Nuestro País ha estado sumido por mucho tiempo en la dudas e indecisión para ingresar al GATT, como consecuencia de su política económica interna y las presiones de determinados grupos. Esta situación le ha sido perjudicial y desventajosa frente a otros países de la región y de la subregión que pertenecen a esta organización. Los casos más objetivos y actuales son los que tienen que ver con las exportaciones de banano por la imposición de cuotas y aranceles extras por parte de la Unión Europea, que protege la producción de sus ex colonias; así como las exportaciones de rosas, productos de mar y manufacturas al mercado de los Estados Unidos que bajo pretextos de dumping o incumplimiento de normas sanitarias, fitosanitarias y de calidad, nos pone obstáculos, muy a pesar de que somos beneficiarios de las preferencias arancelarias que nos otorgan respectivamente. En el plano interno, tampoco ha resultado fácil conciliar intereses y posiciones para el ingreso al GATT, varios sectores han manifestado su inconformidad por la forma como se están llevando adelante las negociaciones, particularmente por el incremento que sufrirían las tarifas a la importación de materias primas, lo que indudablemente encarecería la producción local.

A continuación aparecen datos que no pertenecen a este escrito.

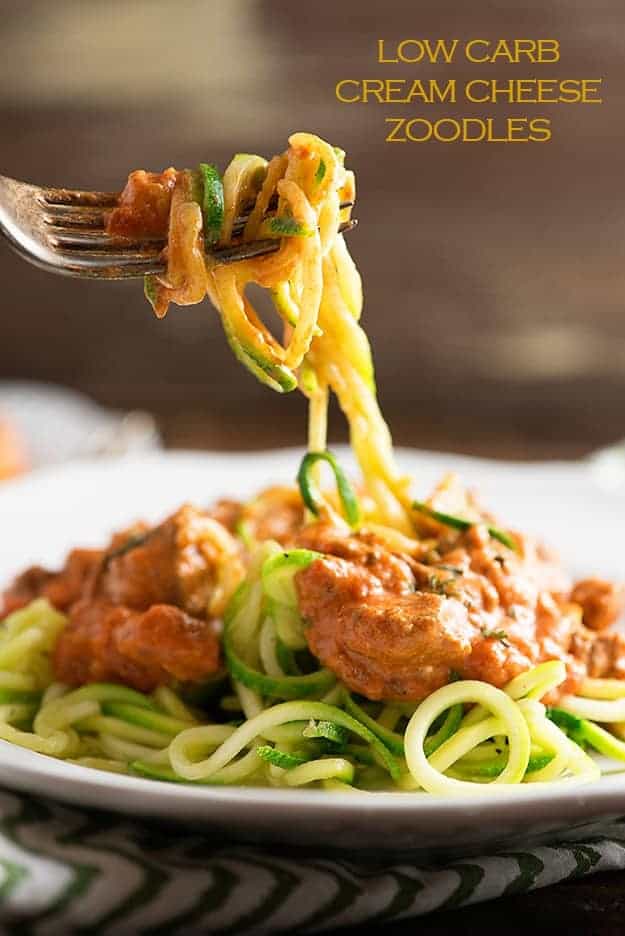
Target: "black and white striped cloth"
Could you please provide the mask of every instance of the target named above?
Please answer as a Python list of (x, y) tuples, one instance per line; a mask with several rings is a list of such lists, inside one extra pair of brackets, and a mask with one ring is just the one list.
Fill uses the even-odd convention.
[(334, 932), (625, 868), (625, 819), (443, 865), (223, 842), (0, 792), (0, 932)]

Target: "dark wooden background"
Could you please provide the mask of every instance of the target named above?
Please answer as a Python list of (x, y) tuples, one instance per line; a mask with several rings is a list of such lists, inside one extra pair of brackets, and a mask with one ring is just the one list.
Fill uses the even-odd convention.
[[(5, 0), (0, 12), (3, 173), (116, 188), (137, 166), (270, 154), (300, 128), (348, 150), (350, 246), (398, 442), (574, 456), (625, 435), (622, 0)], [(334, 85), (441, 77), (376, 63), (377, 38), (407, 36), (557, 37), (557, 66), (450, 74), (604, 77), (605, 102), (490, 109), (548, 113), (546, 145), (385, 144), (397, 109), (342, 106)], [(4, 248), (0, 281), (0, 378), (147, 407), (172, 444), (302, 440), (302, 400), (241, 370), (207, 303), (158, 323), (140, 283), (53, 279)]]

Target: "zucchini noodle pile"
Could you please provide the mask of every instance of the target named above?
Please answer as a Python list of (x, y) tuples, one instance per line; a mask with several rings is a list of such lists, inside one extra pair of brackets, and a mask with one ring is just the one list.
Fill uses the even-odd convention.
[(546, 707), (565, 679), (560, 661), (503, 690), (457, 680), (420, 704), (370, 703), (329, 670), (303, 671), (293, 578), (315, 558), (257, 547), (225, 616), (228, 674), (192, 689), (54, 682), (64, 616), (45, 599), (14, 612), (0, 637), (0, 738), (155, 780), (442, 796), (596, 780), (588, 751), (625, 760), (625, 683), (586, 679), (579, 696)]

En resumen, el Ecuador ya ha dado pasos firmes para su ingreso a la OMC, inclusive se adelantó a la liberalización exigida por el GATT y se han cerrado las negociaciones, habiendo sido aceptado formalmente como miembro el 31 de julio de 1995, a espera de que se complete el trámite de la votación, recogiendo los correspondientes de varios países, que no modificarán la aceptación y luego que el Congreso Nacional ratifique el Protocolo y el Ejecutivo lo publique en el Registro Oficial, pero estimo que aún le quedan varios inconvenientes por superar, por una parte el gobierno deberá sensibilizarse con los problemas estructurales que afronta nuestra débil producción nacional que necesita de políticas adecuadas para su reactivación y reconversión, y por otro lado los sectores productivos deberán aprender, aún a costa de sacrificio, a ser eficientes y eficaces en este mundo cada vez más competitivo.

Sin embargo, todo lo que se ha hecho en materia de modernización y apertura, no es suficiente, faltaría complementar algunos aspectos a fin de eliminar ineficiencias y corruptelas, se necesita decisión política para ejecutar acciones que pongan al país en el camino del desarrollo, que permitan elevar las condiciones y el nivel de vida del pueblo. La apertura comercial y económica, como característica del modelo de desarrollo, no es el fin para lograr el crecimiento económico y el desarrollo, pero si podría ser un medio para lograrlo, y aunque es previsible que los beneficios no llegarán en el corto plazo; solo con trabajo, esfuerzo y amor a la patria podremos hacer un futuro mejor para la presente y futuras generaciones.